While running the Return to the Temple of Elemental Evil campaign, two of my players were arguing about what they should do about a vampire NPC.

  1. Try to change the vampire's alignment and turn him into a non-evil NPC, because he was formerly a Neutral Good cleric who helped the party – (the favored choice of the Neutral Good Druid).

  2. Attack him ASAP due to his well-known attitude of being Chaotic Evil – (the favored choice of the Lawful Good Paladin).

Which of these two actions is a better choice for a Good-aligned character?

They finally decided which course of action to take, but I would like to know, as a DM, which of them was closer to what being "Good" means.

Best Answer

“Always” alignment does not actually mean always

Always: The creature is born with the indicated alignment. The creature may have a hereditary predisposition to the alignment or come from a plane that predetermines it. It is possible for individuals to change alignment, but such individuals are either unique or rare exceptions.

Note that creatures with acquired templates do not experience “birth,” so the first line does not apply. Becoming a vampire “always” changes one’s alignment, but in rare cases (perhaps as in the case of your NPC), that can be subverted.

And even in the cases of Evil vampires, they can be reformed. There’s even an explicit spell for doing that (santify the wicked from Book of Exalted Deeds), though I strongly encourage you to completely ignore it as it’s very poorly designed (like most of that book), and has some extremely unfortunate implications (if you ignore the fact that the books says it’s good, and read it, it sounds like a pretty awful, evil thing to do to a person).

Thus, yes, you can have a non-Evil vampire.
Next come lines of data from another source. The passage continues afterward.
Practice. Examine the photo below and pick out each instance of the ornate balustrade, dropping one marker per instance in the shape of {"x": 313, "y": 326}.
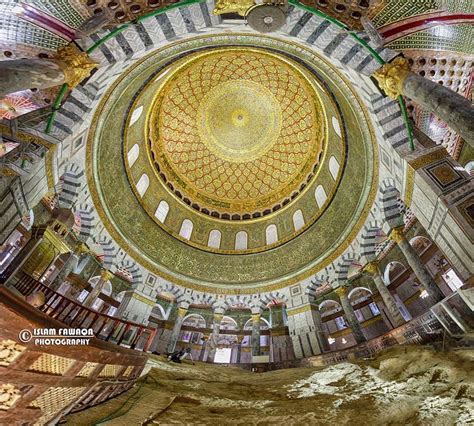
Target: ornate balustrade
{"x": 421, "y": 330}
{"x": 41, "y": 383}
{"x": 72, "y": 314}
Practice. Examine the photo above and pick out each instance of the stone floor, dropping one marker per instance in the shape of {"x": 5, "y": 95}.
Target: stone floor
{"x": 404, "y": 386}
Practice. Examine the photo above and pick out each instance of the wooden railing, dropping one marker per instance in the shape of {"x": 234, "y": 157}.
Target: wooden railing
{"x": 42, "y": 382}
{"x": 73, "y": 314}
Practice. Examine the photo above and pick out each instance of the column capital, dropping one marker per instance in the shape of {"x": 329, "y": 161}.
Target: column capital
{"x": 372, "y": 268}
{"x": 397, "y": 234}
{"x": 256, "y": 317}
{"x": 106, "y": 275}
{"x": 75, "y": 64}
{"x": 81, "y": 249}
{"x": 392, "y": 76}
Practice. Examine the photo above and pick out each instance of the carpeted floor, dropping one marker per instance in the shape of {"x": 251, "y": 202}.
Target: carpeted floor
{"x": 404, "y": 386}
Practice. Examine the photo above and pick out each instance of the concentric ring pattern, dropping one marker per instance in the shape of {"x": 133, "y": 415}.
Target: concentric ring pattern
{"x": 237, "y": 131}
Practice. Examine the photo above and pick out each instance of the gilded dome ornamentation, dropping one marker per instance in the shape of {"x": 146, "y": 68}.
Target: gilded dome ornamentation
{"x": 237, "y": 131}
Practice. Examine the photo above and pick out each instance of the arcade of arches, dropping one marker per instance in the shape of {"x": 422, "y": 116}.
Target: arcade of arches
{"x": 269, "y": 185}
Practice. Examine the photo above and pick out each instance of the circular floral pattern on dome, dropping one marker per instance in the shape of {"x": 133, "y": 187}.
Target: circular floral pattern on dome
{"x": 237, "y": 132}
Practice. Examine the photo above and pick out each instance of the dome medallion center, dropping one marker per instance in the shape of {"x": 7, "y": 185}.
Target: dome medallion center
{"x": 239, "y": 120}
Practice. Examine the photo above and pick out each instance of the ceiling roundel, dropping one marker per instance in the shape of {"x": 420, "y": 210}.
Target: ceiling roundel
{"x": 241, "y": 162}
{"x": 237, "y": 131}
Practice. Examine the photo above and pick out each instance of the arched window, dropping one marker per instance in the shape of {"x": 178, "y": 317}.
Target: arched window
{"x": 214, "y": 240}
{"x": 136, "y": 115}
{"x": 241, "y": 240}
{"x": 336, "y": 126}
{"x": 333, "y": 167}
{"x": 271, "y": 234}
{"x": 186, "y": 229}
{"x": 320, "y": 195}
{"x": 298, "y": 220}
{"x": 142, "y": 184}
{"x": 162, "y": 211}
{"x": 133, "y": 154}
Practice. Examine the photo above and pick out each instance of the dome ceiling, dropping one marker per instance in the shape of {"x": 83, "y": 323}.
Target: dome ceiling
{"x": 237, "y": 132}
{"x": 183, "y": 164}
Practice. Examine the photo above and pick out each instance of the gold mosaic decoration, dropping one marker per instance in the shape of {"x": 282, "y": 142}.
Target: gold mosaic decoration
{"x": 237, "y": 130}
{"x": 179, "y": 253}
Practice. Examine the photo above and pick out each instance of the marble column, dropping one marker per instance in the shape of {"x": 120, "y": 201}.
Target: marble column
{"x": 182, "y": 309}
{"x": 69, "y": 65}
{"x": 255, "y": 338}
{"x": 457, "y": 111}
{"x": 395, "y": 315}
{"x": 204, "y": 341}
{"x": 318, "y": 324}
{"x": 105, "y": 276}
{"x": 239, "y": 348}
{"x": 216, "y": 324}
{"x": 349, "y": 313}
{"x": 426, "y": 281}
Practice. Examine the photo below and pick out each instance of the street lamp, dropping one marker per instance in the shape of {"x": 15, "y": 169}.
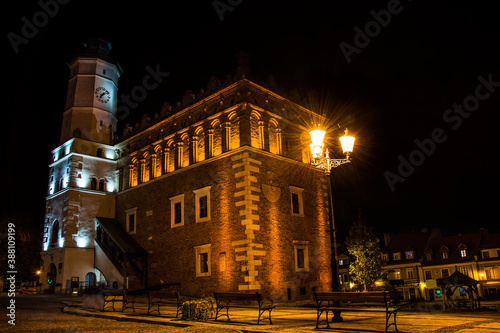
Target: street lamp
{"x": 326, "y": 163}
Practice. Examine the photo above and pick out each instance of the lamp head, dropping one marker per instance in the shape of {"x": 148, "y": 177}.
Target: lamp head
{"x": 347, "y": 143}
{"x": 317, "y": 137}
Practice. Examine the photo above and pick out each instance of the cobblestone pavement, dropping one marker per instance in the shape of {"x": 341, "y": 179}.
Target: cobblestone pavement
{"x": 51, "y": 313}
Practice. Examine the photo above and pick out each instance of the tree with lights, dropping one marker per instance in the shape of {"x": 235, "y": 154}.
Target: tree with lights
{"x": 363, "y": 245}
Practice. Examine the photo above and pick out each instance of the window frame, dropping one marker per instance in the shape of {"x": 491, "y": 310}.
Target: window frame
{"x": 303, "y": 246}
{"x": 298, "y": 191}
{"x": 173, "y": 201}
{"x": 198, "y": 194}
{"x": 128, "y": 213}
{"x": 199, "y": 250}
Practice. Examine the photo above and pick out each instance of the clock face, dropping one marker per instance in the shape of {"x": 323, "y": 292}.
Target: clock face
{"x": 102, "y": 95}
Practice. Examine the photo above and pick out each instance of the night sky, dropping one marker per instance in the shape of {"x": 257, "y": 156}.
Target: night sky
{"x": 414, "y": 77}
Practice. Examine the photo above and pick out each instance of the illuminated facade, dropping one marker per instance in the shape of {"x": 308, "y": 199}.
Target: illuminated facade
{"x": 416, "y": 261}
{"x": 215, "y": 194}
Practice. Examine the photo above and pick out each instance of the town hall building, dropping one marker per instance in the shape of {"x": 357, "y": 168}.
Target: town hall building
{"x": 215, "y": 194}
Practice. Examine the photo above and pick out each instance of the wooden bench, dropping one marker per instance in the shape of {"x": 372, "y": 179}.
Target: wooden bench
{"x": 224, "y": 301}
{"x": 375, "y": 301}
{"x": 113, "y": 296}
{"x": 164, "y": 297}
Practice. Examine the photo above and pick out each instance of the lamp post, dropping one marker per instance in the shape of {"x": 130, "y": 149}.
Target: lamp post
{"x": 323, "y": 161}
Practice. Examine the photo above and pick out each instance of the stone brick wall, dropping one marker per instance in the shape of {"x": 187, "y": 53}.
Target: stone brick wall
{"x": 251, "y": 230}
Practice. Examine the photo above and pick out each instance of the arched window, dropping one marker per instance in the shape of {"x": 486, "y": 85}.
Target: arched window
{"x": 93, "y": 183}
{"x": 90, "y": 280}
{"x": 101, "y": 184}
{"x": 55, "y": 232}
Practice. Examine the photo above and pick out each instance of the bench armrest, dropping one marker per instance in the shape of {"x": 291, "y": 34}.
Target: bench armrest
{"x": 267, "y": 303}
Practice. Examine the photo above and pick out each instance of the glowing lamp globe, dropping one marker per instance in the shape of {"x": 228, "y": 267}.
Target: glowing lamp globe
{"x": 317, "y": 137}
{"x": 347, "y": 143}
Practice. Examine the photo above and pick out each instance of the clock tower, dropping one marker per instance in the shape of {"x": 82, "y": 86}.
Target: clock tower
{"x": 91, "y": 100}
{"x": 82, "y": 172}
Redeeming Evil creatures is not just a Good act, it is the quintessential Good act.

That said, no character is ever required to always act for the maximum Good; it is not an Evil act to choose to not perform a possible Good action.

That said, assault and murder are pretty much definitively Evil...

Evil Alignment is consistently not an acceptable reason to attack someone

Attacking someone without specific cause is assault, which is Evil and in most jurisdictions illegal. Continuing that assault until the target dies is murder, which is definitely Evil and illegal most everywhere.

A paladin who attacks someone purely on the basis of pinging for detect evil should, under the rules, fall on the spot, for willingly commiting an Evil act.1

This is described in multiple rulebooks. It’s one of the few things about alignment that actually is somewhat consistent.

Alignment is not a detailed or consistent system

Alignment is described in different ways in different books, and the definitions are vague, ambiguous, and conflicting. The system is a historical artifact of D&D’s roots: it is designed for a simplistic, hack-and-slash dungeon crawl, where the players are Good because they are the players, the goblins, orcs, and vampires are Evil because they’re the enemies, and no one ever thinks too hard about that. Unfortunately, D&D has evolved but alignment hasn’t evolved with it; though people play far more serious and varied games than a straight dungeon crawl, alignment is still the same nine boxes. Don’t expect much from it; I actually strongly encourage you to ignore it. Outside of those simple dungeon crawls, it causes more headaches and arguments than it will ever be worth.

1 I cannot more strongly recommend against the actual falling rules, however. Instead of stripping the paladin of class features (boring, interrupts the story, punishes the player), I strongly recommend switching the character to the appropriate alternate alignment variant paladin, so he keeps his powers they just become “dark” (or chaotic if that’s the way he falls).